You may also want (or be required) to provide a market
analysis of your house, Ulaga said, to document how
much equity you have in your home. A real estate agent
can typically prepare this for free in exchange for
the chance of winning your business should you decide
to sell.
Leaving home
If a loan modification or refinance isn't possible or
feasible, your options come down to these:
Sell the house. If you have enough
equity in your home to allow you to pay off your mortgage
in full, after deducting any real estate agent commissions,
then a quick sale is usually your best option. You'll
preserve what's left of your credit score and your
equity, leaving you in a much better position should
you want to buy another home in the future.
Offer a deed in lieu of foreclosure. If
you can't sell the house for what you owe, but you're
not deeply "upside down" on your mortgage, this may be
an option: you propose handing over the deed to your
home and your lender agrees to release you from your
mortgage. This usually keeps you from having to pay any
deficit that might be owed on the property, while the
lender avoids further legal costs related to a foreclosure.
Lenders can't be forced to accept a deed, however.

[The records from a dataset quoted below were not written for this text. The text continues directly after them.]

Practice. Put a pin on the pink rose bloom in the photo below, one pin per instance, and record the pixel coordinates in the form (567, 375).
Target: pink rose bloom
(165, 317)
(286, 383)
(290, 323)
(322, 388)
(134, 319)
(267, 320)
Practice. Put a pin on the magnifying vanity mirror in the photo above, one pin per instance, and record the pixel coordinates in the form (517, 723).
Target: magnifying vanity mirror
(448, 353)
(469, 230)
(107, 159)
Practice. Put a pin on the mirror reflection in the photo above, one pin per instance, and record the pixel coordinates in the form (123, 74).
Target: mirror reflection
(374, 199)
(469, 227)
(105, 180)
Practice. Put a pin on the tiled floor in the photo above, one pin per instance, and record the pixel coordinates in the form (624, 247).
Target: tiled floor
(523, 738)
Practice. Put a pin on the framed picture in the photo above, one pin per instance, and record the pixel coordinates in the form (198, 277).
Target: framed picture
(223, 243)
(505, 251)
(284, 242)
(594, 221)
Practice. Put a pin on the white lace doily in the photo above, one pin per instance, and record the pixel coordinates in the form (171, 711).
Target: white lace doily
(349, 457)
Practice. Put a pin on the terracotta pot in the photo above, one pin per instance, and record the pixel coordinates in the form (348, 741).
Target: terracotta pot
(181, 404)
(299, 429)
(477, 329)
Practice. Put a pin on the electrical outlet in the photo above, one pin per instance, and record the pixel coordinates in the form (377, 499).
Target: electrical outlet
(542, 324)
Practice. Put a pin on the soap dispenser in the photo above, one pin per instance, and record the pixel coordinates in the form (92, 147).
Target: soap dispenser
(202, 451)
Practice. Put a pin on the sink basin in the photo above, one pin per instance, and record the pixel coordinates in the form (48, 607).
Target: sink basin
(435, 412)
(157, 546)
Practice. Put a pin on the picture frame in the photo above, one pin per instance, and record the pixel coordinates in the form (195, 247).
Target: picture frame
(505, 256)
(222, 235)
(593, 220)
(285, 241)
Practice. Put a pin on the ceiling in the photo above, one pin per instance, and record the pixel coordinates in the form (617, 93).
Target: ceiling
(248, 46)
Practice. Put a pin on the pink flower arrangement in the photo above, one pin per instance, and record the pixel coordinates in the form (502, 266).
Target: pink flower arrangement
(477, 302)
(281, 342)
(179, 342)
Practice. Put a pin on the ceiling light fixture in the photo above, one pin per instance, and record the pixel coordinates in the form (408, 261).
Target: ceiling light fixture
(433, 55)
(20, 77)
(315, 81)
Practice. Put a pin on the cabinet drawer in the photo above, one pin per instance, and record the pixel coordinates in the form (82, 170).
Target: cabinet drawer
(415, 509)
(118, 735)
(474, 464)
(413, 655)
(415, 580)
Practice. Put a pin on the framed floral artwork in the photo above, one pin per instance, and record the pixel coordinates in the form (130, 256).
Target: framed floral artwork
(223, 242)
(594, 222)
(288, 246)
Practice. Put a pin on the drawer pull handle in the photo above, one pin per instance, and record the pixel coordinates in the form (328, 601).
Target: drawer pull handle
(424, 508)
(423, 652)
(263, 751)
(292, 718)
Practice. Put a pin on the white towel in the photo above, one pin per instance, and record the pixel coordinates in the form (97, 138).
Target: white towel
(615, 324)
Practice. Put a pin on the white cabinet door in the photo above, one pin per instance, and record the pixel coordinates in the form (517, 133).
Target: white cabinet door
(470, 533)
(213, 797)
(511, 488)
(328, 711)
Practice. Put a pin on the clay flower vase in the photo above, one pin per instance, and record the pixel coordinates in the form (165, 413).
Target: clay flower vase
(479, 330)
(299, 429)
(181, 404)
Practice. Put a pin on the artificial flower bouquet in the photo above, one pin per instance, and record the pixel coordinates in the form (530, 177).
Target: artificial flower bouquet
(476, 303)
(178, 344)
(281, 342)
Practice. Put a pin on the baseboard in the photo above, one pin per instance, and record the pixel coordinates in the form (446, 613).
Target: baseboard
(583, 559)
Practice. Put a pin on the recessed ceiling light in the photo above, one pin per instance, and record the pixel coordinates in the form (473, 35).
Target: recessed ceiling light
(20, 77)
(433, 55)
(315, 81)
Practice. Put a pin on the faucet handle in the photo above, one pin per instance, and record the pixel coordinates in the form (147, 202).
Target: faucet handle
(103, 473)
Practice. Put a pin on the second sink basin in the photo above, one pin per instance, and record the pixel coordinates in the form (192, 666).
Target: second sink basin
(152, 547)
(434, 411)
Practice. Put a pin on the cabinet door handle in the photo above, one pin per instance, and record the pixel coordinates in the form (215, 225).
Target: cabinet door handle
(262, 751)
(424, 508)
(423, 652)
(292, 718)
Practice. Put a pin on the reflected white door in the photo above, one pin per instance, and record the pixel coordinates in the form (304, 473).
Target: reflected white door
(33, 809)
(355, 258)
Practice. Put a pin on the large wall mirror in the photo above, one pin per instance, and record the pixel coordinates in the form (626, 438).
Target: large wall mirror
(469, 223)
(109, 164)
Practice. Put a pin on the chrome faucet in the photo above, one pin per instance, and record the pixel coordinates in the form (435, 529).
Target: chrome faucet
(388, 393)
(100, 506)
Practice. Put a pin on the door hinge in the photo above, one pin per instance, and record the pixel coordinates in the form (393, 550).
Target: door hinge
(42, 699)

Typically, lenders require that the borrower make "a
really good effort" to sell the home first, Ulaga said,
and show that their delinquency was due to "unavoidable
hardship" before they'll agree to a deed in lieu of
foreclosure.
Negotiate a short sale. If you owe
substantially more on your home than it's worth, you
may be able to get the lender to accept less than it
is owed by negotiating a "short sale." You essentially
sell the house for whatever you can get, and the lender
agrees to accept the proceeds and not go after you
for the deficit.
A short sale can further damage your credit scores,
often showing up as a "settlement" that indicates
you paid less than you owed. You may also face an IRS
bill on the unpaid debt, which is generally considered
income to you. A skilled negotiator may be able to
avoid these consequences or at least minimize them,
so you may want to consider getting an experienced
attorney's help.
Allow the foreclosure to proceed. This
is generally the worst choice. In some states and in
some circumstances, the lender can even go after you
in court for any deficit between what the house eventually
sells for and what you owe. An attorney or housing
counselor can let you know if that's a possibility.
Even if the worst happens, though, the damage to your
financial life needn't be permanent. If your situation
improves, you may be able to get another mortgage,
at a reasonable interest rate, within a few years.